After digging a lot more into this I think* I have the cause of this issue figured out. There are two main facets to it. One is the RetryInvoker timer logic and the second is the overloading of the meaning of ApiResponseException when it comes to RpcCalls.
First, why doesn’t the following code complete correctly if the server side rpc throws an exception?
try
{
var payload = new Dictionary<string, string> { { "code", code } };
var response = await Client.RpcAsync(Session.Result, "code_redeem", payload.ToJson());
Debug.Log("Code redeemed sucessfully" + response);
}
catch( ApiResponseException ex )
{
Debug.LogFormat("Error: {0}", ex.Message);
}
catch( Exception ex )
{
Debug.LogError("What else could have happened? " + ex.Message);
}
It stems from the RetryInvoker logic. On an exception, there is a check made to see if it should be considered a “transient” exception. (From the source file comments: “For example, timeouts can be transient in cases where the server is experiencing temporarily high load.”).
ApiResponseExceptions with a status code of 500 or more are considered transient. Using throw new Error("");
in typescript does indeed result in that kind of exception. Here is the http response: status=500, {"code":13,"error":{"StackTrace":"Error: No such code as 'h'\n\tat rpcRedeemCode (.:38:15(76))\n","Type":"exception"},"message":"Error: No such code as 'h' at rpcRedeemCode (.:38:15(76))"}
So, if the exception is transient, the SDK will re-attempt the server call (that applies not only to rpc but all server calls). Before re-attempting, the client will wait some time. How long is based on a RetryConfiguration object. The default one is configured with 500ms and a max retry attempt of 4.
public RetryConfiguration GlobalRetryConfiguration { get; set; } = new RetryConfiguration(500, 4, (RetryListener) null, new Jitter(RetryJitter.FullJitter));
The exact time to wait between each attempt is further based on the previous number of failed attempts
private Retry CreateNewRetry(RetryHistory history)
{
int int32 = Convert.ToInt32(Math.Pow((double) history.Configuration.BaseDelay, (double) (history.Retries.Count + 1)));
int jitterBackoff = history.Configuration.Jitter((IList<Retry>) history.Retries, int32, new Random(this.JitterSeed));
return new Retry(int32, jitterBackoff);
}
The following math is a bit suspicious Math.Pow((double) history.Configuration.BaseDelay, (double) (history.Retries.Count + 1))
. With a base delay of 500ms, on the first retry, you get 500ms.
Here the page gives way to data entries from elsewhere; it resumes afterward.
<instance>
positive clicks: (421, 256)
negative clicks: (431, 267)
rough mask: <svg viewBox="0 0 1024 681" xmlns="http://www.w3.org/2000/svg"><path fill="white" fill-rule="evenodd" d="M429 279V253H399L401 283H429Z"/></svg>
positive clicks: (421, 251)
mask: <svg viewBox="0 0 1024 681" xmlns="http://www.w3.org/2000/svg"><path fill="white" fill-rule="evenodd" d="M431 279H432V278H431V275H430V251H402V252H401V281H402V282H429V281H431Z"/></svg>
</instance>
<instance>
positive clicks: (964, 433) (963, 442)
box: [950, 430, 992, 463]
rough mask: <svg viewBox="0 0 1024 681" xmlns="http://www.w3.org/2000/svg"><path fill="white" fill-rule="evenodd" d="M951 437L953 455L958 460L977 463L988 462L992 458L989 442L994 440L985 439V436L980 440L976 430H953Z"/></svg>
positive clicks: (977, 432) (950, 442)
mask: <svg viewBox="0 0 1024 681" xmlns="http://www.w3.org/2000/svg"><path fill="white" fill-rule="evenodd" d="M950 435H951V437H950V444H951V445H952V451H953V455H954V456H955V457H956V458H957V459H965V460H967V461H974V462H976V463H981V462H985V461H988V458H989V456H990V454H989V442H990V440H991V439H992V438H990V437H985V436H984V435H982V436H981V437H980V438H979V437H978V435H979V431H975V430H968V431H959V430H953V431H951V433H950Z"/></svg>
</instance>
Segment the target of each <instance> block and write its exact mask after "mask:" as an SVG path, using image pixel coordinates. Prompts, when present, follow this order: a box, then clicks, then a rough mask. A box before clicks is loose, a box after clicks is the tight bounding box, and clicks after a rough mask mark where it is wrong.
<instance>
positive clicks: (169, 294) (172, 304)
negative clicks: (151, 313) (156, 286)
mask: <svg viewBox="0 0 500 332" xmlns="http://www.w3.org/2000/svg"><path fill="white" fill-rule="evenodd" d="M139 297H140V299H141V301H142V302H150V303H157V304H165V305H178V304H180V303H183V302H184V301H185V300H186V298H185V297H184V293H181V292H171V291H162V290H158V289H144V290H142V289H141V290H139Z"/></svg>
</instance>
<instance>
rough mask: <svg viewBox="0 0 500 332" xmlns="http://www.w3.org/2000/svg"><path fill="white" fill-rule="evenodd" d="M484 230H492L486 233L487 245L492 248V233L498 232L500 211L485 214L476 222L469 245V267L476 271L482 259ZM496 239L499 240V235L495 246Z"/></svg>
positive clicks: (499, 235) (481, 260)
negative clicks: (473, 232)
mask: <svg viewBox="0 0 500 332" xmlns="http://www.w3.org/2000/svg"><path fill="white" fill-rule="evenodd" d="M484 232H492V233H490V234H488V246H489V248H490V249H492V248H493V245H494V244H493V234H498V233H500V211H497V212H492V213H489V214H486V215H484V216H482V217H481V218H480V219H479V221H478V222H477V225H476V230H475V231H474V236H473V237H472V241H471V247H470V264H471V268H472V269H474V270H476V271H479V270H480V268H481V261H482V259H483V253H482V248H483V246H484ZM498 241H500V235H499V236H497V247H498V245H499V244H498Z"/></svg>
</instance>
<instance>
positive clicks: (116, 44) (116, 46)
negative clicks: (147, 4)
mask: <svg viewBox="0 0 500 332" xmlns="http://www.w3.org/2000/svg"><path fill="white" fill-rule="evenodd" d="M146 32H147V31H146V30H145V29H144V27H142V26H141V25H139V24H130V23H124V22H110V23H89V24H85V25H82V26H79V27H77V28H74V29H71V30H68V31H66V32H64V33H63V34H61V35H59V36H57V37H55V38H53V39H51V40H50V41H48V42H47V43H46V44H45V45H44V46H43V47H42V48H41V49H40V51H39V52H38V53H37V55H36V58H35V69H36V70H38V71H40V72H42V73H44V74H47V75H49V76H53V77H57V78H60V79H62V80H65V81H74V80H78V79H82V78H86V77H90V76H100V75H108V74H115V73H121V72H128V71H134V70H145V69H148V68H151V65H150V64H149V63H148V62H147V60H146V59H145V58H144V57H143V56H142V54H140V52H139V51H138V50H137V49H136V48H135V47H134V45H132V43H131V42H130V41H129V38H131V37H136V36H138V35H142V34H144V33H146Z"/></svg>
Good. On the second retry you get 500^2. That’s starting to be a rather large number. On the 3rd attempt we are up to ~34h…
Therefore, the original call to RpcAsync is simply waiting for hours before actually completing, that’s what is going on. It is easy enough to work around this issue by providing a RetryConfiguration object with a maxRetry of 1.
I’ll be posting this in original issue in the .Net client but I think they’ve already figured out the problem as there was a commit 5 days ago that changes the logic of the delay calculation. However, this update has not propagated to the Unity SDK DLL yet.
Which begs the question: what is the proper way to return errors from rpc calls? The documentation samples I’ve seen so far are using (for typescript) throw new Error("something");
First, this results in the unfortunate side effect of the client automatically retrying the rpc because the exception is deemed “transient”. Secondly, it is hard to extract the actual error from the resulting exception stack (it is a sub-exception to the main TaskCanceledException)
Also, the errors a rpc call can returns do not all fall under the umbrella of a failed api call. There could simply be a logical failure: code doesn’t exist, entry has already been removed, parameters are outside the desired range. Is there a way to distinguish those from a failed database connection or a divide-by-zero kind of exception (on the client side). Could we throw new LogicalError("something)
that wouldn’t get wrapped in an ApiResponseException?
Reading the new commit on the .Net client from 5 days ago, I see that it will be possible to override the check on whether an exception is “transient”. That would solve part of the problem. Are there plans to update the Unity DLL?